Peki nasıl bir girdabın içine düştük ki, her konuda bir aymazlık, haksızlık, yetersizlik sergileniyor? Bunları dile getirenler neden itibar görmüyor, susturuluyor? Veya neden sus pus olup üç maymunu oynuyorlar?
İyi de bu vatan bizim… 80 milyon insanın tek yürek olması gerekirken nedir bu aymazlık? Nedir bu suskunluk, tepkisizlik, yanlışlara duyarsız kalmak? Doğrusu anlamakta güçlük çekiyorum. Eğer bugün bizde yaşananlar bir Orta Amerika ülkesinde olsa idi halk ortada ne saray, ne de iktidar bırakırdı. Yöneticiler ülkeden kaçmak zorunda kalırlardı.
İşte Avrupa örneği… Ağzından yanlış bir söz çıktı diye bakan istifa ediyor, hükümet düşüyor…
Bizde yalanlara kılıf bulmak için herkes yarışta…
Dar gelirli, asgari ücretli, emekli isyanda… Ucuz et, ekmek kuyrukları almış başını gitmiş… Millet borcu borçla kapatıyor, hiç kimse banka borcunu, kredisini ödeyemez durumda… İcra dosyaları almış başını gitmiş. Herkes günde bir öğün üç tabak yemek yemeye odaklanmış.
Böyle bir duruma isyan edenleri susturmak değil, bu işlerin kökenine inip, fakirin fukaranın, gurabanın ihtiyaçlarını gidermek gerek. Komşusu aç iken tok yatan bizden değildir diyen bir kültüre rağmen gördüklerimiz, lider diye inandıklarımız….
Bıçak kemiğe dayanmış. Korkunun ecele çaresi yok. Yüzbinler miting alanlarında… Kimse keyfinden veya yandaşlığından bayrak sallamıyor… Yiyecek ekmek bulamayanlar sokaklarda Pazar artıklarını karıştırıyorlar.
Utanmak gerek.
Önce bunca yıldır söyledikleri yalanlar ile halkı oyaladıkları ve çözüm bulamadıkları için… Sonra da böylesine zengin bir ülkenin kaynaklarını dış güçlere peşkeş çektikleri için…
Gidişat iyi değil. Bu millet patlama noktasında…
Eğer göremiyorlar ve bilemiyorlarsa yazıklar olsun…
Sonuçlar açıkçası düz bir vatandaş olarak beni korkutuyor. Her gün market raflarından eksilen bir ürün, üzerindeki fiyat etiketlerinin değiştirildiği mamuller beni korkutuyor.

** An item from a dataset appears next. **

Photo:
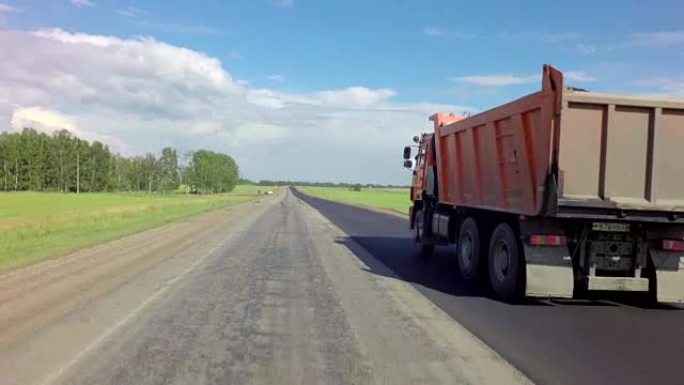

En büyük paramız iki yüz lira ile bir tas çorbayı ancak içiyorsunuz. Hiçbir dönemde Türk parası bu kadar hızlı değer kaybetmemişti…
Bir yerde kocaman bir anafor var… Önüne ne gelirse yalayıp yutuyor… Kömür var diye istimlak edilen yerlerden kömür çıkmıyor. Petrol var dedikleri yerlerden bugüne kadar bir varil petrol bulunmamış, bulunduysa da bize değmemiş.
Belediyeler iktidar belediyesi, muhalefet belediyesi diye ikiye ayrılmış, zayıflatılmış… Merde namerde muhtaç edilmiş…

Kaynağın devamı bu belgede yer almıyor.